We employ a Variational Auto-Encoder (VAE) model, as shown in Fig. 3, to learn a low-dimensionality embedding space for tiles \(x^{a,b}\) then exploited for change detection. A generic Auto-Encoder (AE) model consists of two networks—called encoder and decoder—usually composed out of convolutional or fully-connected layers of neurons. The encoder network \(q_\phi\) learns to project the data from the original domain into a generally lower dimensional “bottleneck” representation—called latent space—while the decoder network \(p_\theta\) learns to reconstruct the original data from this latent vector representation. The whole model learns end-to-end and doesn’t require any specific labels, as the task is to reconstruct the original data while obtaining a representative latent space. Given the fact that this latent space is of smaller dimensionality than that of the original data, it can be understood as a compressed space, with only the distinguishing features present in the representation. This learned latent space can be used for further downstream tasks, such as for training with labelled data (in the case of our data, this would for example be in classification of tiles to cloudy or non-cloudy tiles), or for change detection via comparison of the embedded latents, as is further described in this paper. VAEs impose further restrictions on the distribution of the learned latent variables as is detailed in15. In particular, the VAE imposes a diagonal Gaussian distribution for the embeddings that is parameterized by the mean and standard deviation of each dimension, \({\mathcal {N}}^{a,b} = {\mathcal {N}} (\mu ^{a,b}, \sigma ^{a,b})\). The latent representation \(\mu ^{a,b}, \sigma ^{a,b} \in {\mathbb {R}}^n\), where n is called latent size.

Change detection novelty score

At inference, we can drop the decoder \(p_\theta\) and use only the trained encoder network \(q_\phi\) as a feature extractor to encode individual tiles in their compressed representation, with the advantage of improved robustness to noise and to slight misalignment between tiles35 and reduced computational and memory requirements of storing images from previous passes, which is a critical in a constrained environment.

More formally, given a new tile \(x^{a,b}_t\) at time t, we seek to understand if a relevant change has happen from the k-long history of samples at the same location \(\{x^{a,b}_{t-k},\dots x^{a,b}_{t-1}\}\). To achieve this, we define a novelty score function \(S({\mathbb {R}}^{32\times 32\times 10}) \rightarrow {\mathbb {R}}\) as:

$$\begin{aligned} S(x_t^{a,b}) = \min _{i = 1\ldots k} d(x_{t-i}^{a,b},\, x_t^{a,b}) \end{aligned}$$

where d\(({\mathbb {R}}^{32\times 32\times 10}, {\mathbb {R}}^{32\times 32\times 10}) \rightarrow {\mathbb {R}}\) is an arbitrary difference function between two tiles. We propose to employ the latent representation of the tiles within d and we test three different distance functions in “Results”, the Euclidean and cosine distance between the means \(\mu ^{a,b}_t\) and \(\mu ^{a,b}_{t-i}\), and the KL divergence between the Gaussian latents \({\mathcal {N}}^{a,b}_t\) and \({\mathcal {N}}^{a,b}_{t-i}\).

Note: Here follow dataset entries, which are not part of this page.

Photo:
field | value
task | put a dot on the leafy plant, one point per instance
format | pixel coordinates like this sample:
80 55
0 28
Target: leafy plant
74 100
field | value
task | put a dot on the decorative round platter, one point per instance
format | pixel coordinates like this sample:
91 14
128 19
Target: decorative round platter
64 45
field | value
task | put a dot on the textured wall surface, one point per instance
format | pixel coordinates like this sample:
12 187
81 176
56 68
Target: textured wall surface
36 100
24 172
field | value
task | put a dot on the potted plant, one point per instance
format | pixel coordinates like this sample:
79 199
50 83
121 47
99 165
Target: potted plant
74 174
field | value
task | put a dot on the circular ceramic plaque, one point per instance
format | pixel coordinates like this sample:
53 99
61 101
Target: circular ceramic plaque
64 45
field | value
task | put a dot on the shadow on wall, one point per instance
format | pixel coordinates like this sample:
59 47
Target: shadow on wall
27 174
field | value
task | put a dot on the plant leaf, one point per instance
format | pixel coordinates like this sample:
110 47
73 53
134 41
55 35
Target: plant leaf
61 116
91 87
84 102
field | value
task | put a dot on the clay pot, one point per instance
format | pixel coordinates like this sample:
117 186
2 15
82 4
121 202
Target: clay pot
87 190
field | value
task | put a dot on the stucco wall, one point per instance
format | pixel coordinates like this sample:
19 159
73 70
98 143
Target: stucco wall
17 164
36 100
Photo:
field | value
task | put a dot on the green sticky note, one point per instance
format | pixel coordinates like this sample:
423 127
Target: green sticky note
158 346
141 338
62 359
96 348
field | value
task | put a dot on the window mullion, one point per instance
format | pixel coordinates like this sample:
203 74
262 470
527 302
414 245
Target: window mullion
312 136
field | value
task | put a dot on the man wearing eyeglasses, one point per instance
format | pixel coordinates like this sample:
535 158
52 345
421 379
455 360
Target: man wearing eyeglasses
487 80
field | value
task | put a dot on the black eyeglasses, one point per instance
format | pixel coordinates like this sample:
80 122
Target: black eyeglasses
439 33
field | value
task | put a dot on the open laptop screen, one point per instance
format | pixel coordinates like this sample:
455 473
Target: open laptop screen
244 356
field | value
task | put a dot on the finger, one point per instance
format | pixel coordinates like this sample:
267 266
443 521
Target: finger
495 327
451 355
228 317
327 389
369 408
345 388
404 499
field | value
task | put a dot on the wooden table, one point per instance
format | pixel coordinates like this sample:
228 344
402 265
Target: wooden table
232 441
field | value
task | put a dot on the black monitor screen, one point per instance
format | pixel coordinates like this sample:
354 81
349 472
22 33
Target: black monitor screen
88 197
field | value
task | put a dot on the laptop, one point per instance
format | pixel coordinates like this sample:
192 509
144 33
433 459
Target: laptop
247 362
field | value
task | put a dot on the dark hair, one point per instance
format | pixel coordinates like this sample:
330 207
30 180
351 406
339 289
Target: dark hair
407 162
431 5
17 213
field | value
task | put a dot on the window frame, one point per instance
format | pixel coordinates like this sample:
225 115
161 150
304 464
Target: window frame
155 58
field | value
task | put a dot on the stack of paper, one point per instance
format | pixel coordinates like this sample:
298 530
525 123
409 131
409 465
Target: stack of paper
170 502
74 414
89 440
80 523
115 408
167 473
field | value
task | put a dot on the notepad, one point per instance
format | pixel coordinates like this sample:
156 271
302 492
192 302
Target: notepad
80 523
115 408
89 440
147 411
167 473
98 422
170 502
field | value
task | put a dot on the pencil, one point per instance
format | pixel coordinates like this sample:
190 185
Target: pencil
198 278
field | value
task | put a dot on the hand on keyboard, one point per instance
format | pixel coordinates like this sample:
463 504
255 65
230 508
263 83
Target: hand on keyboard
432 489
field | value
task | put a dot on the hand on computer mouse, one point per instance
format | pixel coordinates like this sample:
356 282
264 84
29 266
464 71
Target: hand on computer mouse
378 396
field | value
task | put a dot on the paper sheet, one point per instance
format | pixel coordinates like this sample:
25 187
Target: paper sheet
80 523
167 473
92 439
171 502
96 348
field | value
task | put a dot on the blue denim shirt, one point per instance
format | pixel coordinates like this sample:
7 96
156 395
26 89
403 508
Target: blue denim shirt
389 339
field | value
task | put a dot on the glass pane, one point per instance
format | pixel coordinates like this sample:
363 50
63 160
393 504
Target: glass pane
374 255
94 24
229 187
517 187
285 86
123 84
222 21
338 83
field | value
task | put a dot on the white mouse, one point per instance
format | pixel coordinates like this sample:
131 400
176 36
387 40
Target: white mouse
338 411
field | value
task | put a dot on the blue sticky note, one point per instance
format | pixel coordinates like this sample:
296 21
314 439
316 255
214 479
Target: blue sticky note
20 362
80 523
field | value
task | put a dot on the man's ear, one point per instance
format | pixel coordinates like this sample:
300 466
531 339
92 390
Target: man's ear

In Eq. (2) we use the minimum as a function to aggregate the individual distances, with the assumption that it is the last sample of the time-series of tiles, that contains the relevant change. This helps us ignore small fluctuations in the previous tiles.


In this analysis, we fix the latent size to \(n=128\) as initial experiments indicated that larger latent sizes did not yield improved results and that lower values decreased the model performance. This gives us significant compression capabilities when deployed, as, instead of saving the original images or the extracted tiles (\(32 \times 32\) image of 10 bands with 12 bits as per the Sentinel-2 radiometric resolution specification), the application simply stores their computed latent representations (in some cases only the encoded mean vector 128 with 16 bit float precision). This approach provides users with 60\(\times\) reduction of necessary storage space with the caveat that further compression of the latent vectors is possible36. When comparing this solution against existing satellite practices, the a typical EO satellite predominantly use lossless compression such as CCSDS-12337 or and JPEG-LS38. These achieve compression ratios of approximately 6.5:1 and 2.5:1 respectively. Our solution is lossy and the original raw pixel values cannot be fully reconstructed. Unlike existing lossless systems, our approach ensures accurate information can be utilised quickly and effectively in complementing real-time decision making systems.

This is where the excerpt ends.